Ini sudah menjadi rokok ketiga yang di habiskannya, bibirnya
masih saja berceloteh panjang lebar meski dia tahu bahwa aku sama sekali tidak
tertarik untuk mendengar ceritanya. Kaca jendela di sampingnya terbuka lebar, membuat
asap yang keluar dari mulut dan rokok di sela jemarinya terbuang lewat celah
tersebut. Vanila latte yang dibelinya
sudah mendingin entah sejak kapan. Aku tak tahu mengapa laki-laki ini begitu
senang mengadukan banyak hal kepadaku.
“Cantik kan Ca?”
Aku mendelik sebentar, dia menyodorkan ponsel genggamnya
kepadaku. Cantik.

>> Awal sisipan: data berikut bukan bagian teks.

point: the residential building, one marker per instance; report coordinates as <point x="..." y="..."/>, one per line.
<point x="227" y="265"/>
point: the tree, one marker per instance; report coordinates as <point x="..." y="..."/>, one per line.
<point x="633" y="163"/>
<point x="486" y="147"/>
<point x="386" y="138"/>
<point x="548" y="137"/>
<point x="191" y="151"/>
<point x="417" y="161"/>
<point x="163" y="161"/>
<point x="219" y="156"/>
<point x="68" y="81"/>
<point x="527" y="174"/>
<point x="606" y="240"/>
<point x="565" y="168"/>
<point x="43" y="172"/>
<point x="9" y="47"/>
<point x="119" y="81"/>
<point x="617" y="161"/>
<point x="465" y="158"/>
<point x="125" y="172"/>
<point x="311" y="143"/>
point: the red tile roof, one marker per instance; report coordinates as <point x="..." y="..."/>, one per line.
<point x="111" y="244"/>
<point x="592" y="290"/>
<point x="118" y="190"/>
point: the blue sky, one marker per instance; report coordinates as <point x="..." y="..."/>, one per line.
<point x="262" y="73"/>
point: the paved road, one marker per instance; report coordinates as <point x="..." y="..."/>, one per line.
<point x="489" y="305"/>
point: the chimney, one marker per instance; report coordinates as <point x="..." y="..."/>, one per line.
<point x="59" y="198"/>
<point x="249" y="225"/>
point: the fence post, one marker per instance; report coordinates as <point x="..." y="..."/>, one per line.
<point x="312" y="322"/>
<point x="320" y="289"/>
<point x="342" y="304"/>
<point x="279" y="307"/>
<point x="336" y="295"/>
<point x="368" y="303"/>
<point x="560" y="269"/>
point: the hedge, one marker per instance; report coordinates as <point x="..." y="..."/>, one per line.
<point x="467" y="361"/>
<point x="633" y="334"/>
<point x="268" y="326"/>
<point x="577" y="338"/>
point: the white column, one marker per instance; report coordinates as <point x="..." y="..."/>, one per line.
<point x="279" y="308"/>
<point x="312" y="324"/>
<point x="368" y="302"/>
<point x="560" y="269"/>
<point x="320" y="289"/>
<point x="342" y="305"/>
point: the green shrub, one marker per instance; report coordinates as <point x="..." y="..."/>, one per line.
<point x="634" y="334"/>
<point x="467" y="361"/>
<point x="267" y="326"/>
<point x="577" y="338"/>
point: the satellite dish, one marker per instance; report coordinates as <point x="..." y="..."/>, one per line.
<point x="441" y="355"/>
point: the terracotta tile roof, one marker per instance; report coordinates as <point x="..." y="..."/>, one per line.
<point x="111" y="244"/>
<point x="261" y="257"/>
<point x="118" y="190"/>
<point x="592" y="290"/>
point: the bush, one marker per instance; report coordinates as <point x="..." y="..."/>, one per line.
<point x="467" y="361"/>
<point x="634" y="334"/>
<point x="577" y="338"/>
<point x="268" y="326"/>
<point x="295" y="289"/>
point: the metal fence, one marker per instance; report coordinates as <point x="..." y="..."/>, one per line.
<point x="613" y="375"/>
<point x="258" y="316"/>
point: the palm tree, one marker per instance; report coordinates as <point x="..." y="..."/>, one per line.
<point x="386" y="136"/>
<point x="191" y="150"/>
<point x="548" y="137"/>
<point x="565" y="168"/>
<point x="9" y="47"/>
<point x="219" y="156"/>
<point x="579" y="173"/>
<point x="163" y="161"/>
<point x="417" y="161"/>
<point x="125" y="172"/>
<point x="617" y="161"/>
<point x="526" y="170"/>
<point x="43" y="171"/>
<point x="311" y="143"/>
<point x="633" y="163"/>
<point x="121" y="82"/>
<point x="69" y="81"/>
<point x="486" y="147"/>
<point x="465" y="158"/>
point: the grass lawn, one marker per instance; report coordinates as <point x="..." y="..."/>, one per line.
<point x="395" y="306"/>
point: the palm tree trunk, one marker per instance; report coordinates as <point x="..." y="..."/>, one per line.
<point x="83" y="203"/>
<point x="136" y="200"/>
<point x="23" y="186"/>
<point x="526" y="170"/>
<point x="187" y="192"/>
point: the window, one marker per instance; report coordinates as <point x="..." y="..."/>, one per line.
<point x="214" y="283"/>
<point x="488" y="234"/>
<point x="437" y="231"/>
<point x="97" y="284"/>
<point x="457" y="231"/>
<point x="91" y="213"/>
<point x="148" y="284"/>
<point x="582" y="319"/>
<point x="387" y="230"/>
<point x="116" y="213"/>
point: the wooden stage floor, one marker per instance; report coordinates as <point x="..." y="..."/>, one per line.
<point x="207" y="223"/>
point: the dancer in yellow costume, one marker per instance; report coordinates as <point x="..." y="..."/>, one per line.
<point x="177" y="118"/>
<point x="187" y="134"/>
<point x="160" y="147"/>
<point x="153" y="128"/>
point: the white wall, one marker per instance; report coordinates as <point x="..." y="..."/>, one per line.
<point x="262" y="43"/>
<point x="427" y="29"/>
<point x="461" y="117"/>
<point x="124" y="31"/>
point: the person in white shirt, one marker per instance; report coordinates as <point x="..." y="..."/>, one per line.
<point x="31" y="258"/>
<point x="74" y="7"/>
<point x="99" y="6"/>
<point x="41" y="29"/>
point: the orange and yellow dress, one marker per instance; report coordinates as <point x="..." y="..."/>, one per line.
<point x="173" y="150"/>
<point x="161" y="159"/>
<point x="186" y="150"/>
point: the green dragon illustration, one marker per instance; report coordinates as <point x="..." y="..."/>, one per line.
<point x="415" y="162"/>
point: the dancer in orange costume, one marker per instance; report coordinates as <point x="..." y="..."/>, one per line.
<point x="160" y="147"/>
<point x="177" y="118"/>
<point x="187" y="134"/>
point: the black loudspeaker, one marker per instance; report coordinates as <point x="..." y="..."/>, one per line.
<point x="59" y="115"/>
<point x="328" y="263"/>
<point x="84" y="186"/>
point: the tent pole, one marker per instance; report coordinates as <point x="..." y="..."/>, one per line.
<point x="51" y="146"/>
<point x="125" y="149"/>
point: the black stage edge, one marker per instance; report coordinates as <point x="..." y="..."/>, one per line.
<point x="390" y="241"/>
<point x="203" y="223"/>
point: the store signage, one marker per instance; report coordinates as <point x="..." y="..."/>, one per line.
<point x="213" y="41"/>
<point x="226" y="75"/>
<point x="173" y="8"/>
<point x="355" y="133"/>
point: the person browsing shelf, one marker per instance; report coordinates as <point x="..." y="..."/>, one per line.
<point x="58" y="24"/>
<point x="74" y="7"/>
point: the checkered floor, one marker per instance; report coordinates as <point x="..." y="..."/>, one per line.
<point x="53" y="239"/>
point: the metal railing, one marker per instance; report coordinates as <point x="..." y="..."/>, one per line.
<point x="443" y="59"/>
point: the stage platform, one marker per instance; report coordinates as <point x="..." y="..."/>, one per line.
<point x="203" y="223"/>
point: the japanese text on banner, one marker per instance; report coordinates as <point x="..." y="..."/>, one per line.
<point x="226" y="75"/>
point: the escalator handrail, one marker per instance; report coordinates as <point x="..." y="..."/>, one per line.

Setidaknya begitulah pemikiranku.
“Lumayan.”
Aku kembali fokus pada tugas makalah yang harus dikumpulkan
besok. Bahasa kerennya, deadline.
Tapi bagiku tugas seperti ini sama saja membunuh mahasiswa secara perlahan. Apa
di fikiran bapak tua itu mata kuliahnya adalah satu-satunya yang harus di
kerjakan, satu-satunya yang harus di dahulukan, dan satu-satunya yang harus
dipusingkan? Oh, yang benar saja!
“Cuman lumayan? Dia ketua Padus, lo harus tahu kalo suaranya
berasal dari surga.”
Aku mendesah pelan, mataku bertemu tatap dengan mata
sipitnya. Dia memasang wajah menyebalkan. Tuhan, bolehkah aku menonjoknya
sekarang?
“Ya, cantik.”
“Just it?”
Aku melirik ke arahnya, tubuhnya terlalu mencondong ke
mejaku dan well aku benar-benar
membenci itu.
“Udah jadi pacar?”
“Lagi proses Ca, lo kira gampang
naklukin cewek kaya begini.”
Dia menyandarkan tubuhnya dan
dengan santai memainkan ponsel genggam yang sedari tadi tergeletak di atas
meja. Aku bahkan tidak pernah habis fikir kalau pun perempuan itu mau menerima
cintanya. Rayhan bukan satu-satunya cowok bagus di kampus ini, mengapa juga
primadona mau bersanding dengannya? Aku yang memiliki wajah rata-rata dan otak
pas-pasan saja harus berfikir dua kali.
“Lo boleh pamer, kalo dia udah jadi
pacar.”
“Bentar lagi juga jadi pacar kok
Ca. Lo liat aja ntar.”
Dia menaik turunkan alisnya,
sementara aku hanya bisa memutar ke dua bola mata ini atas tingkah angkuhnya
yang tidak tertolong.
“Lo sendiri, kenapa gak punya
pacar sih Ca?”
Oh, haruskah laki-laki ini tahu
betapa seharusnya aku tidak membiarkan waktuku terbuang sia-sia atas curhat
konyolnya? And then, sekarang dia
justru begitu ingin tahu masalah hidupku yang terbengkalai atas dasar
penyebab-penyebab tugas yang tidak bisa terselewengkan ini.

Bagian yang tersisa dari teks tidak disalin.